But the behemoths are another story. If you know how Walmart, for instance, works to entice and then entrap suppliers by first offering them a huge market for their goods but then insisting on keeping the price it pays them low, it's pretty hard to forgive the giant when it jacks up the retail price at its own outlets. I mean Walmart is not even passing on supplier-price increases to consumers, it's refusing to let its suppliers increase those prices to begin with. Walmart is throwing its squeeze-power around like one of those ninja shuriken, since both its suppliers and consumers are getting hit.
I remember watching a special on the effects Wal Mart has on some businesses. Where at first the companies see getting into Wal Mart as God send, then come to regret it later.

Steve Dobbins has been bearing the brunt of that switch.

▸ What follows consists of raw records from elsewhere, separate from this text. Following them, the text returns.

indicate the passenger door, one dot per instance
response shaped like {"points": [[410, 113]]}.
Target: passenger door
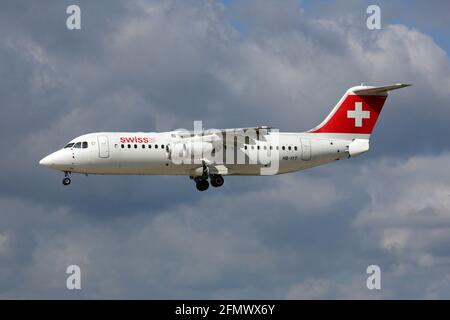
{"points": [[103, 146], [306, 149]]}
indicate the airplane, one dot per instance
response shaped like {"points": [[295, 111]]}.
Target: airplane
{"points": [[208, 155]]}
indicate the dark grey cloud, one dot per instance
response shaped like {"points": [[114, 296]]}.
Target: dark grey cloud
{"points": [[159, 65]]}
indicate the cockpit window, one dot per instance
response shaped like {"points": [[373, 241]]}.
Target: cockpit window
{"points": [[69, 145]]}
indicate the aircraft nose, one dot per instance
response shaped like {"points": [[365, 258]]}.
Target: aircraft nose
{"points": [[46, 161]]}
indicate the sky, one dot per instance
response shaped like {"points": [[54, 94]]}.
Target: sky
{"points": [[160, 65]]}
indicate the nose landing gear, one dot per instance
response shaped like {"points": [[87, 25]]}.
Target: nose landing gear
{"points": [[202, 184], [216, 180], [66, 180]]}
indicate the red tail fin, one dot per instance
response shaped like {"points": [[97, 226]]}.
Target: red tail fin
{"points": [[357, 112]]}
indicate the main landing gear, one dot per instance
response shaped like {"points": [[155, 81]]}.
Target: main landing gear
{"points": [[66, 180], [202, 183]]}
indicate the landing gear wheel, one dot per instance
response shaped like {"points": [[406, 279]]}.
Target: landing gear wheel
{"points": [[216, 180], [202, 185], [66, 181]]}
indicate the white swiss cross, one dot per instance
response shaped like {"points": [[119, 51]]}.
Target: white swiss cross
{"points": [[358, 114]]}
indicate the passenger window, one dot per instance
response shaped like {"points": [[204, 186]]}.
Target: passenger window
{"points": [[69, 145]]}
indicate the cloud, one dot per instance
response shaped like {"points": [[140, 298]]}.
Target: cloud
{"points": [[152, 65]]}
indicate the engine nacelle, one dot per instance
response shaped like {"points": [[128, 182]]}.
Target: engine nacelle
{"points": [[358, 146]]}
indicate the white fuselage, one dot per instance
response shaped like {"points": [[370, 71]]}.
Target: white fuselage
{"points": [[142, 153]]}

He’s president and CEO of Carolina Mills, a 75-year-old North Carolina company that supplies thread, yarn, and textile finishing to apparel makers–half of which supply Wal-Mart. Carolina Mills grew steadily until 2000. But in the past three years, as its customers have gone either overseas or out of business, it has shrunk from 17 factories to 7, and from 2,600 employees to 1,200. Dobbins’s customers have begun to face imported clothing sold so cheaply to Wal-Mart that they could not compete even if they paid their workers nothing.

“People ask, ‘How can it be bad for things to come into the U.S. cheaply? How can it be bad to have a bargain at Wal-Mart?’ Sure, it’s held inflation down, and it’s great to have bargains,” says Dobbins. “But you can’t buy anything if you’re not employed. We are shopping ourselves out of jobs.”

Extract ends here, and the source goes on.